O Narrador está em uma recepção na casa do Príncipe de Guermantes, procurando algum convidado que o apresente ao anfitrião. Uma mulher vem cumprimentá-lo, chama-o pelo nome, mas ele não consegue se lembrar do nome dela por algum tempo. De repente, o nome surge: Sra. de Arpajon. O Narrador divaga sobre o funcionamento da memória e o processo de tentarmos nos lembrar de algo. Do texto de Proust:
«“Tudo isto”, dirá o leitor, “nada me informa da falta de solicitude dessa dama; mas, já que demorou tanto tempo, deixe-me, senhor autor, fazê-lo perder mais um minuto para dizer que é lamentável que, jovem como o sr. era (ou como era o seu herói, caso não seja o sr.) já tivesse tão pouca memória a ponto de não poder se lembrar do nome de uma dama que conhecia tão bem.” De fato é lamentável, senhor leitor. E, mais triste do que o sr. pensa, quando se sente aí o anúncio do tempo em que os nomes e as palavras desaparecerão da zona clara do pensamento, e onde será preciso renunciar para sempre a dizer para nós mesmos os nomes daqueles a quem melhor conhecemos.
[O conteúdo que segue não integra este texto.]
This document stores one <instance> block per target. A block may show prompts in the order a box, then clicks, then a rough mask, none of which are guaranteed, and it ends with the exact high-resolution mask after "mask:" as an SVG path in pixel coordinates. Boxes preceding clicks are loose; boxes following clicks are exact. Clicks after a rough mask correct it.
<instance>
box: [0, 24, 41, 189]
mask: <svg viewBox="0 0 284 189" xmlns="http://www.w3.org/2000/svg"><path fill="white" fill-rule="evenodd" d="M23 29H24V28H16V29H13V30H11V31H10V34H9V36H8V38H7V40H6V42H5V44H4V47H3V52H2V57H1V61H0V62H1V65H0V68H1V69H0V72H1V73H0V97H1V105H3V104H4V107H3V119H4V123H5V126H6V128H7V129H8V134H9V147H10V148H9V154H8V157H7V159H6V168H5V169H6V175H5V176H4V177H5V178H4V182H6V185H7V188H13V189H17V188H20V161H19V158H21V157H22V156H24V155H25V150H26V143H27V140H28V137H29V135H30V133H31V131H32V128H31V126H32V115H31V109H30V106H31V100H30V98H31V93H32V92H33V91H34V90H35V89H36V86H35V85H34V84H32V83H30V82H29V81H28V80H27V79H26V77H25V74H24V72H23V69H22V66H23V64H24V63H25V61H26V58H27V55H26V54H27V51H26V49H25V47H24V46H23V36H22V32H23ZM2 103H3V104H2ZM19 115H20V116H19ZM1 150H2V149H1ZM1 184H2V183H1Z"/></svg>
É lamentável, de fato, que desde a juventude se necessite desse trabalho para reencontrar nomes que se conhecem bem. Mas, se essa deficiência só ocorresse quanto aos nomes mal conhecidos, muito naturalmente esquecidos, e de que ninguém se dá ao trabalho de tentar recordar, tal deficiência não deixaria de ter suas vantagens. “E quais são, se me faz o favor?” Bem, meu senhor, é que só o mal faz a gente reparar e aprender, permitindo decompor os mecanismos que, sem isso, não conheceríamos. Um homem que todas as noites tomba como uma massa no seu leito e não vive mais até o momento de acordar e se erguer, por acaso esse homem pensará alguma vez em fazer, se não grandes descobertas, ao menos pequeninas observações sobre o sono? Mal sabe ele se dorme. Um pouco de insônia não é inútil para dar valor ao sono, projetar alguma luz sobre essa noite. Uma memória sem falhas não é um excitante muito poderoso para estudar os fenômenos da memória. “Enfim, a Sra. de Arpajon o apresentará ao príncipe?” Não, mas cale-se e deixe-me retomar minha narrativa.»